3 Signs You Aren’t the Best at Leading

As a boss, it can be very difficult not to be overly controlling toward your employees. After all, you are probably stretched thin with all that you are managing.

Fortunately, there are a few things to keep in mind if you are afraid you might be a horrible boss.


Bad bosses overwork their employees. They require them to put in extremely long hours and sometimes even stay late at the office, even if they don’t provide their employees with additional compensation as a result.

More often than not, if you are not giving your workers sufficient time off, vacation time, parental leave, etcetera, you are probably not being the best leader.

At the end of the day, it’s important to provide your employees with some level of work-life balance. To be fair, this can be difficult if you are in the phase of your business, during which you are genuinely requiring a lot from your employees to increase your revenue and build your reputation through long hours.

If you find that you are overworking your employees, you might want to try:

  • Providing workers with longer vacations and additional sick days
  • Raising wages—if that is feasible—if people are working exceptionally long hours
  • Hiring more employees—if possible—so that your workers are not exhausting themselves

The best bosses will reward good work: If your employees are consistently staying late at the office to ensure that you are succeeding as a business and they feel as though they are being taken for granted, that is a bad sign.

While it’s understandable that you cannot always buy pizza and give out gift cards if doing so is not in your company’s budget, a few words of praise and recognition at the end of a tiring week will likely go a long way.

Additionally, it is probably a good idea to consider raises and promotions for exceptionally talented employees who consistently go above and beyond in the office if doing so is realistic.

Regardless of the situation, it is almost always a good idea to let your workers know how much you appreciate them in one way or another.

You might consider:

  • Celebrating an employee of the month
  • Giving people gift cards or free pizza whenever you reach a milestone as a company
  • Gifting your employees with thank you cards at the end of the year as a gesture of gratitude for all they have done for your organization
  • Simply taking the time to thank each worker for everything they do at the end of every week verbally, particularly if it’s been an especially difficult one

Unfortunately, conflict often arises in the office: For one reason or another, employees could have trouble getting along. Sometimes, this is simply because there is, naturally, a lot of competition, and two people are vying for a particular position.
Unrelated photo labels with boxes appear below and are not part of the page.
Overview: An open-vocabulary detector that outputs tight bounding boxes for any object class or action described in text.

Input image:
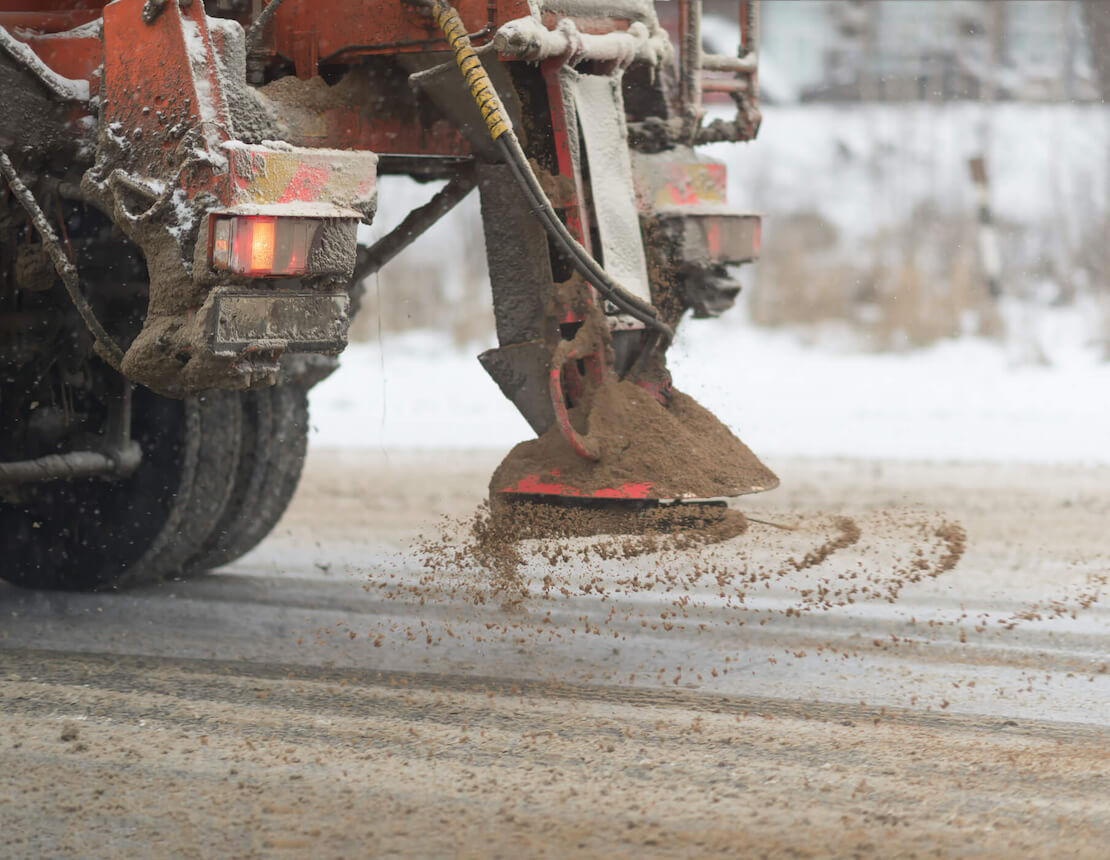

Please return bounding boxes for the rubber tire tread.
[115,391,243,586]
[0,387,242,590]
[189,383,309,573]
On the other hand, some could experience intense discrimination on the basis of their race, religion, sexual orientation, or gender. The latter issue is a more problematic, deep-seated one because your employees should always feel comfortable in the office, especially if you are looking for a long-term commitment from them.
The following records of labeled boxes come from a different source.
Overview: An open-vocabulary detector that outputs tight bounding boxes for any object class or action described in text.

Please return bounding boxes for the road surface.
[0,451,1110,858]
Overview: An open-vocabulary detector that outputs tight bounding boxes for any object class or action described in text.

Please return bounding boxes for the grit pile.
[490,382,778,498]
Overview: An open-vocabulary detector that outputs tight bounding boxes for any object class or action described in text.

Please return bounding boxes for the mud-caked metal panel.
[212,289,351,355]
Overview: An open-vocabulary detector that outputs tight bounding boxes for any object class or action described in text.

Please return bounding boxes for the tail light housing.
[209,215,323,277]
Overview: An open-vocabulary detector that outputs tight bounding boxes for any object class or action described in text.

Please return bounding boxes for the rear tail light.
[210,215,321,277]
There are many ways to solve this issue, or, at the very least, alleviate it:

  • Have extremely clear policies and procedures banning sexism, racism, etcetera, in place.
  • Implement these policies if someone is consistently disobeying them.
  • Be understanding if someone reports sexism, racism, homophobia, etcetera, and hold those who are responsible accountable for their behavior.
  • Hold regular meetings about how to be tolerant and accepting of people who have different customs and beliefs than you do so that your employees understand how to communicate respectfully.

Working is never easy, and being a good boss is no small feat, but it is important to make sure that you are treating your employees as well as you possibly can. After all, they will likely impact your bottom line in a major way.